3D-printed flexible mesh supports customization of prosthetic and implantable medical devices

Leveraging one of the game-changing capabilities of 3D printing, engineers at the Massachusetts Institute of Technology (MIT; Cambridge, MA) have designed pliable, 3D-printed mesh materials in which the flexibility and toughness can be fine tuned to support soft tissues such as muscles and tendons. The intricate mesh structures can be tailored to match individual anatomies in ankle and knee braces and even implantable devices, such as hernia meshes, according to a press release on the MIT website.

3D-printed flexible mesh developed at MIT
The 3D-printed flexible mesh structures can be tailored to match individual anatomies in ankle and knee braces and even implantable devices. Image courtesy Felice Frankel/MIT.

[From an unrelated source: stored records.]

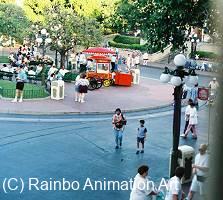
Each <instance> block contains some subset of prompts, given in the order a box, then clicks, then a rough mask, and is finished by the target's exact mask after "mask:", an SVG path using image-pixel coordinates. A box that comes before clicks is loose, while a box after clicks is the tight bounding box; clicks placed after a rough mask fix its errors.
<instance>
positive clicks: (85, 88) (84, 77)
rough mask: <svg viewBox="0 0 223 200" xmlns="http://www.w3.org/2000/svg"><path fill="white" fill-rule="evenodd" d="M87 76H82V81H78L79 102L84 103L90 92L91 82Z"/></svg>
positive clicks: (75, 85)
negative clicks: (84, 100) (90, 85)
mask: <svg viewBox="0 0 223 200" xmlns="http://www.w3.org/2000/svg"><path fill="white" fill-rule="evenodd" d="M86 77H87V76H86V74H81V75H80V79H79V80H77V81H76V83H75V86H77V87H78V92H79V95H78V96H79V97H78V102H80V103H84V102H85V101H84V97H85V94H86V93H87V91H88V86H89V81H88V79H86Z"/></svg>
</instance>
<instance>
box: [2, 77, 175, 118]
mask: <svg viewBox="0 0 223 200" xmlns="http://www.w3.org/2000/svg"><path fill="white" fill-rule="evenodd" d="M172 93H173V87H172V86H171V85H168V84H162V83H160V81H159V80H154V79H149V78H142V79H141V83H140V85H132V87H121V86H116V87H115V86H114V87H108V88H106V87H102V88H100V89H98V90H94V91H89V92H88V94H87V96H86V102H85V103H78V102H75V101H74V85H73V84H72V83H65V99H64V100H59V101H56V100H51V99H50V98H49V99H44V100H24V102H23V103H11V100H3V99H1V100H0V105H1V106H0V113H17V114H64V113H111V112H114V110H115V109H116V108H117V107H120V108H121V109H122V110H123V111H137V110H145V109H152V108H159V107H162V106H168V105H170V104H171V103H172V101H173V96H172Z"/></svg>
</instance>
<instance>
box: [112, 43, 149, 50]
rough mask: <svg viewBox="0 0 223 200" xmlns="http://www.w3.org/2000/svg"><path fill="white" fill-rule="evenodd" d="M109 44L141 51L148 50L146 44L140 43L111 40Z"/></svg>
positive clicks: (113, 46) (116, 46)
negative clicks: (119, 42) (143, 44)
mask: <svg viewBox="0 0 223 200" xmlns="http://www.w3.org/2000/svg"><path fill="white" fill-rule="evenodd" d="M109 46H111V47H117V48H123V49H135V50H140V51H146V50H147V47H146V46H145V45H140V44H122V43H116V42H114V41H109Z"/></svg>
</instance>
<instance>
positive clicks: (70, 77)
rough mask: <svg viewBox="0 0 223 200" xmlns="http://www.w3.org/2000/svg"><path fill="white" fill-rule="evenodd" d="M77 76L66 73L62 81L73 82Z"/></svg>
mask: <svg viewBox="0 0 223 200" xmlns="http://www.w3.org/2000/svg"><path fill="white" fill-rule="evenodd" d="M77 75H78V74H74V73H71V72H68V73H66V74H65V75H64V77H63V80H64V81H65V82H71V81H75V80H76V77H77Z"/></svg>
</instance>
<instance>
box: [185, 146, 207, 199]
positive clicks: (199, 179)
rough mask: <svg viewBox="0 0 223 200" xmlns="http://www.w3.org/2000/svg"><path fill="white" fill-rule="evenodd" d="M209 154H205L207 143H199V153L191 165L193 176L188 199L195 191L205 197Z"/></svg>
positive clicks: (206, 189) (188, 196)
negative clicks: (198, 192)
mask: <svg viewBox="0 0 223 200" xmlns="http://www.w3.org/2000/svg"><path fill="white" fill-rule="evenodd" d="M208 160H209V155H208V154H207V145H206V144H201V145H200V147H199V153H198V154H197V155H196V157H195V163H194V164H193V165H192V169H193V173H194V177H193V180H192V183H191V186H190V191H189V193H188V200H192V199H193V197H194V194H195V193H196V192H198V191H199V192H200V195H201V196H202V197H203V198H202V199H205V195H206V194H205V192H206V191H207V188H208V187H207V175H208V171H209V167H208Z"/></svg>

As a demonstration, the research team printed a flexible mesh for use in an ankle brace. They tailored the mesh’s structure to prevent the ankle from turning inward—a common cause of injury—while allowing the joint to move freely in other directions. The researchers also fabricated a knee brace design that could conform to the knee even as it bends and a glove with a sewn-in 3D-printed mesh that conforms to the wearer’s knuckles, providing resistance against involuntary clenching that can occur following a stroke.

“This work is new in that it focuses on the mechanical properties and geometries required to support soft tissues,” said Sebastian Pattinson, who conducted the research as a postdoc at MIT. Pattinson, now on the faculty at Cambridge University, is the lead author of a study published in the journal, Advanced Functional Materials.

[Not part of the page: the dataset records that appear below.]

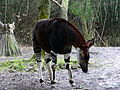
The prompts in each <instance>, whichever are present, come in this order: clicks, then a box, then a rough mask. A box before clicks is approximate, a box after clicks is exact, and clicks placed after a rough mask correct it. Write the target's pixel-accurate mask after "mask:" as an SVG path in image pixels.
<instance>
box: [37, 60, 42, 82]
mask: <svg viewBox="0 0 120 90" xmlns="http://www.w3.org/2000/svg"><path fill="white" fill-rule="evenodd" d="M37 64H38V69H39V70H38V74H39V78H40V79H42V80H43V76H42V62H37Z"/></svg>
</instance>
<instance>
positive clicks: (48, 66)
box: [46, 62, 52, 80]
mask: <svg viewBox="0 0 120 90" xmlns="http://www.w3.org/2000/svg"><path fill="white" fill-rule="evenodd" d="M46 66H47V69H48V72H49V77H50V80H52V69H51V64H50V62H48V63H47V64H46Z"/></svg>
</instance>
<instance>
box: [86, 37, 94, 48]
mask: <svg viewBox="0 0 120 90" xmlns="http://www.w3.org/2000/svg"><path fill="white" fill-rule="evenodd" d="M92 45H94V39H91V40H88V41H87V46H88V47H89V48H90V47H91V46H92Z"/></svg>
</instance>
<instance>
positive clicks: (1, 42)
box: [0, 22, 21, 56]
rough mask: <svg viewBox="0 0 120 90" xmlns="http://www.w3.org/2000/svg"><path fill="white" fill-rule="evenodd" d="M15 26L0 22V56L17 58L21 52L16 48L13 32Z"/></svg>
mask: <svg viewBox="0 0 120 90" xmlns="http://www.w3.org/2000/svg"><path fill="white" fill-rule="evenodd" d="M14 29H15V25H14V23H13V24H3V23H2V22H0V56H19V55H21V51H20V49H19V47H18V44H17V41H16V39H15V36H14V33H13V30H14Z"/></svg>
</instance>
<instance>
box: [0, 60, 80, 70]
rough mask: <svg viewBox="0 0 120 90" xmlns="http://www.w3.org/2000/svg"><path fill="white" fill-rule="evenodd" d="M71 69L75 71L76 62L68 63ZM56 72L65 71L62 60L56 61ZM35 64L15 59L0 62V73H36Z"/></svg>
mask: <svg viewBox="0 0 120 90" xmlns="http://www.w3.org/2000/svg"><path fill="white" fill-rule="evenodd" d="M70 65H71V68H72V69H77V68H78V67H79V66H78V62H77V61H76V60H74V61H73V60H72V61H71V62H70ZM45 69H46V65H45V62H44V61H43V70H45ZM56 69H57V70H60V69H65V62H64V60H58V61H57V67H56ZM37 70H38V67H37V62H36V61H35V59H16V60H8V61H5V62H0V71H2V72H3V71H9V72H14V71H21V72H37Z"/></svg>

“3D-printed clothing and devices tend to be very bulky,” said Pattinson. “We were trying to think of how we can make 3D-printed constructs more flexible and comfortable, like textiles and fabrics.”

Inspired by collagen

Inspired by the molecular structure of collagen, which makes up much of the body’s soft tissues and resembles “curvy, intertwined strands” under a microscope, Pattinson designed wavy patterns that he 3D-printed using thermoplastic polyurethane. He then fabricated a mesh configuration to resemble a stretchy yet tough, pliable fabric. The taller he designed the waves, the more the mesh could be stretched at low strain before becoming more stiff, a design principle that can help to tailor a mesh’s degree of flexibility and helped it to mimic soft tissue, explained the article on the MIT website.

The researchers tested the mesh on the ankles of several healthy volunteers. In general, they found the mesh increased the ankle’s stiffness during inversion (i.e., when the ankle turns inward), while leaving it relatively unaffected as it moved in other directions.

“The beauty of this technique lies in its simplicity and versatility. Mesh can be made on a basic desktop 3D printer, and the mechanics can be tailored to precisely match those of soft tissue,” said Associate Professor of mechanical engineering A. John Hart, who participated in the research.